In Nordafrica la perdurante instabilità politica non lasciava presagire nulla di buono, e invece le sorprese non sono mancate: «Il motore del risveglio dei consumi si è riacceso prima del previsto – spiega Giovannini – e unito al boom demografico ha contribuito a far crescere le importazioni».
I flop dell’anno? Secondo Giovannini, «la maglia nera va al Brasile, un Paese che ha avuto grandi opportunità e non le ha sapute sfruttare: una classe media a quota 50 milioni di persone, la preparazione di due eventi sportivi mondiali, i giacimenti di metano, l’export di energia elettrica. E invece si è perso dietro all’opacità del proprio sistema politico».
Per Terzulli «chi è mancato di più all’appello sono stati i Paesi europei extra-Ue, cresciuti molto meno delle aspettative, come la Turchia. Anche gli Usa in parte hanno deluso le attese: la loro ripresa economica ci ha fatto troppo ben sperare. La prima delusione, però, viene dall’export italiano in generale, che nei primi dieci mesi dell’anno è rimasto piatto (-0,2%).

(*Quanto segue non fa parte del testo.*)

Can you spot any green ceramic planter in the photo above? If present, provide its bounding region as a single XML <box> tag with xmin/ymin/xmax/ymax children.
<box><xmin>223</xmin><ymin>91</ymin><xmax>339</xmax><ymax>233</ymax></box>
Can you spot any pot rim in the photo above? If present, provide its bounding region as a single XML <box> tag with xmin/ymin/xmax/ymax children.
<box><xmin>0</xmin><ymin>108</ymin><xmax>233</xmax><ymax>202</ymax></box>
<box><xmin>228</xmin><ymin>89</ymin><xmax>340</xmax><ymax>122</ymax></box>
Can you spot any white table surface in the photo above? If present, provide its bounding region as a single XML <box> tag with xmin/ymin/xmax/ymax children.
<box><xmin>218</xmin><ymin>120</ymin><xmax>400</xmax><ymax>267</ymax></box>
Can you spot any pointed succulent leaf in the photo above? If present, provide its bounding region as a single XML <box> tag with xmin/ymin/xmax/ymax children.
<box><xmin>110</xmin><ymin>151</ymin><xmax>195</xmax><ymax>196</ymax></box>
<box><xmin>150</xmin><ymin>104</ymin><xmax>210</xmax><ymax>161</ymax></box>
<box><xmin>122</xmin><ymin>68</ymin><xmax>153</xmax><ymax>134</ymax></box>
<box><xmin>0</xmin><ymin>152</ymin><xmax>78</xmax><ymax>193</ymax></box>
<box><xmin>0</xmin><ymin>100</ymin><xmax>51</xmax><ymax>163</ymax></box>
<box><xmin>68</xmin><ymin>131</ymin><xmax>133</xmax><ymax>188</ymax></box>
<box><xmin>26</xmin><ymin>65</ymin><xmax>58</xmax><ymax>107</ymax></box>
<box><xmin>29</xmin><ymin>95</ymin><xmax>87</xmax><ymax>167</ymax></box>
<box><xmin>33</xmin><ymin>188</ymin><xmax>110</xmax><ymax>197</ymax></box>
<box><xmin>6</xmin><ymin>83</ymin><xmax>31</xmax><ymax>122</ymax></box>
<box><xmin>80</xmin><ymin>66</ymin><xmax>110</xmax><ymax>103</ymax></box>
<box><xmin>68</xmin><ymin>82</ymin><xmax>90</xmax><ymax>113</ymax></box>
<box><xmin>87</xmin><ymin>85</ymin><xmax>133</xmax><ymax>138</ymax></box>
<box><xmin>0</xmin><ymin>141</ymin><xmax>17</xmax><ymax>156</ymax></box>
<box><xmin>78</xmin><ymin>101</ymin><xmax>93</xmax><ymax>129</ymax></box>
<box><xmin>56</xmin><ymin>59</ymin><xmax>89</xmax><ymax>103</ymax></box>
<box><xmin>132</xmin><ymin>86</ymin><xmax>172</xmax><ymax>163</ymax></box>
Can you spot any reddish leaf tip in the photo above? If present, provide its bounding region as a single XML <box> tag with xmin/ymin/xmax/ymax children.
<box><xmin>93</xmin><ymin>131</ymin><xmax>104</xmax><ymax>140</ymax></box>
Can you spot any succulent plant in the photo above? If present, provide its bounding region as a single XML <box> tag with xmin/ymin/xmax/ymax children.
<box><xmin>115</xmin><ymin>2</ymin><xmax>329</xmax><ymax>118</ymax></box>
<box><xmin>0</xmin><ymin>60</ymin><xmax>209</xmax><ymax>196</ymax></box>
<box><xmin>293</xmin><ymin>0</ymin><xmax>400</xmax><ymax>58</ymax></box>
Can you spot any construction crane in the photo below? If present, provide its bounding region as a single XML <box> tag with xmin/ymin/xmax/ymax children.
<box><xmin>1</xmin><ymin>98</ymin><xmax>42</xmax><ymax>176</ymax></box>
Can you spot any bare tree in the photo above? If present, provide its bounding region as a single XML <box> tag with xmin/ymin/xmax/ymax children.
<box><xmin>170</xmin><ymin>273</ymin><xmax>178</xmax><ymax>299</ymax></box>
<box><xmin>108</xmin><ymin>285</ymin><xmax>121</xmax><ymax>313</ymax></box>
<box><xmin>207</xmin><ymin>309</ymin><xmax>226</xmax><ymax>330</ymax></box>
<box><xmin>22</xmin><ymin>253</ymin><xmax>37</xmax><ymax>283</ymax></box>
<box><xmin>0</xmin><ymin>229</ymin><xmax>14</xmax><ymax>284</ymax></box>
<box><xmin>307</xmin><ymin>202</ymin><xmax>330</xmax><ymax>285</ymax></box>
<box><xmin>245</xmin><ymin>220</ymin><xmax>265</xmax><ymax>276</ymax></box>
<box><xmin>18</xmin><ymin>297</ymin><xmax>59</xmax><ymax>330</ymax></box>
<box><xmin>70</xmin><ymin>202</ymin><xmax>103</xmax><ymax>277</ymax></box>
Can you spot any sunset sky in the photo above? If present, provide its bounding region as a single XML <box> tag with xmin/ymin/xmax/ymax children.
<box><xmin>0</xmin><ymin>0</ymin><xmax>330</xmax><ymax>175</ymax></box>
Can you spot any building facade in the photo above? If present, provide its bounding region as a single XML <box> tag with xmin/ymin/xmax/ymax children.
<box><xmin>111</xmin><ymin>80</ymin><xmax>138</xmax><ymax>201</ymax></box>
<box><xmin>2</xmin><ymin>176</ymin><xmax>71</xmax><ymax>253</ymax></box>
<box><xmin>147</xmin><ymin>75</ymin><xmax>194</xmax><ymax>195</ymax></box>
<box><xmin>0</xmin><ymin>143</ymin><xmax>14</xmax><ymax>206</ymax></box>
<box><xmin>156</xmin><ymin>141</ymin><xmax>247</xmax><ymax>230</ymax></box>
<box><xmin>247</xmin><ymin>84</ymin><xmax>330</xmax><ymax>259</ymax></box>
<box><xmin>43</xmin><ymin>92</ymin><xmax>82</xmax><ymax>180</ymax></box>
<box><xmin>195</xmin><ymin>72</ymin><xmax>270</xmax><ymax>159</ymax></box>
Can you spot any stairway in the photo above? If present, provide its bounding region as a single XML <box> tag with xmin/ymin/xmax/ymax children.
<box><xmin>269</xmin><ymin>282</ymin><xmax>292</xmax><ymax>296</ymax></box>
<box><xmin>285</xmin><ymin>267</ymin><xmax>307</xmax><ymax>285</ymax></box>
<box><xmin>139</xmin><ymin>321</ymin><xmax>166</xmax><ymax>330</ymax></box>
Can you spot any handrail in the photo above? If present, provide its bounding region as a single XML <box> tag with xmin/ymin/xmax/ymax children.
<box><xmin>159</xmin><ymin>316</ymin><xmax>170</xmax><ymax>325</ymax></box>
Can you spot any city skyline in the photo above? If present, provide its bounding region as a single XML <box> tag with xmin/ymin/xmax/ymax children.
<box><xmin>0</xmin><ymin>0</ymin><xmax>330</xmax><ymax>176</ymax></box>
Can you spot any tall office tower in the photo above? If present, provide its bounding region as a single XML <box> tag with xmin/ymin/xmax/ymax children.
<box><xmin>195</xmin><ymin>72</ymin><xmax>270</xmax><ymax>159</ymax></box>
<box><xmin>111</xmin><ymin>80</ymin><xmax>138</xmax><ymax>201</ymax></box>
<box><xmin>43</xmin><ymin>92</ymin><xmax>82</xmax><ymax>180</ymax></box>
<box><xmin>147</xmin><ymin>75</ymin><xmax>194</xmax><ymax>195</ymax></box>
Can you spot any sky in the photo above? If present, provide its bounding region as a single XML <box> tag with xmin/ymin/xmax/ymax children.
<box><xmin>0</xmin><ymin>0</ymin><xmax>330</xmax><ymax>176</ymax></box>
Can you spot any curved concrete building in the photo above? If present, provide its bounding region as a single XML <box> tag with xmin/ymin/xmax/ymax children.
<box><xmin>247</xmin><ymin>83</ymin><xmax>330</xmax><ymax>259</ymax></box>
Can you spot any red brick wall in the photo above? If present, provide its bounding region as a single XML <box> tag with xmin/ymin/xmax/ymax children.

Un risultato inatteso per tutti e in parte dovuto alla mancanza di ripresa del commercio internazionale così come al rafforzamento dell’euro sul dollaro».
Di diversa opinione, quanto all’Italia, è Fabio Sdogati, professore di Economia internazionale al Mip Politecnico di Milano: «Il dato stagnante sul totale dell’export nasconde però che nel 2013 sono cresciute molto le vendite all’estero dei nostri prodotti elettrici, degli articoli in gomma e plastica e di una parte delle attività manifatturiere: significa che cresce proprio quell’Italia in grado di industrializzare il mondo». L’Italia, insomma, che può garantire lo sviluppo di lungo periodo dei Paesi emergenti e anche quello proprio, dando lavoro a laureati e specializzandosi in produzioni tecnologiche e ad alto valore aggiunto.
Anche Massimo D’Aiuto, amministratore delegato di Simest, non nasconde un certo ottimismo sui segnali di ripresa del nostro export: «Per noi il 2013 si chiuderà al di sopra delle attese: più di 50 i progetti, per un totale di oltre 110 milioni di euro di partecipazioni, il 15% in più rispetto alle previsioni di inizio anno. Oggi il nostro portafoglio complessivo, compreso il fondo di equity, si aggira intorno ai 600 milioni: nel 2007, cioè prima che iniziasse la crisi, ammontava a poco più della metà. Segno che l’internazionalizzazione è un percorso che procede a grandi passi». Tra i settori che stanno superando le aspettative, secondo D’Aiuto, ci sono «la meccanica e l’elettromeccanica, l’alimentare e anche la farmaceutica; meno bene il comparto dell’abbigliamento e quello dell’arredo».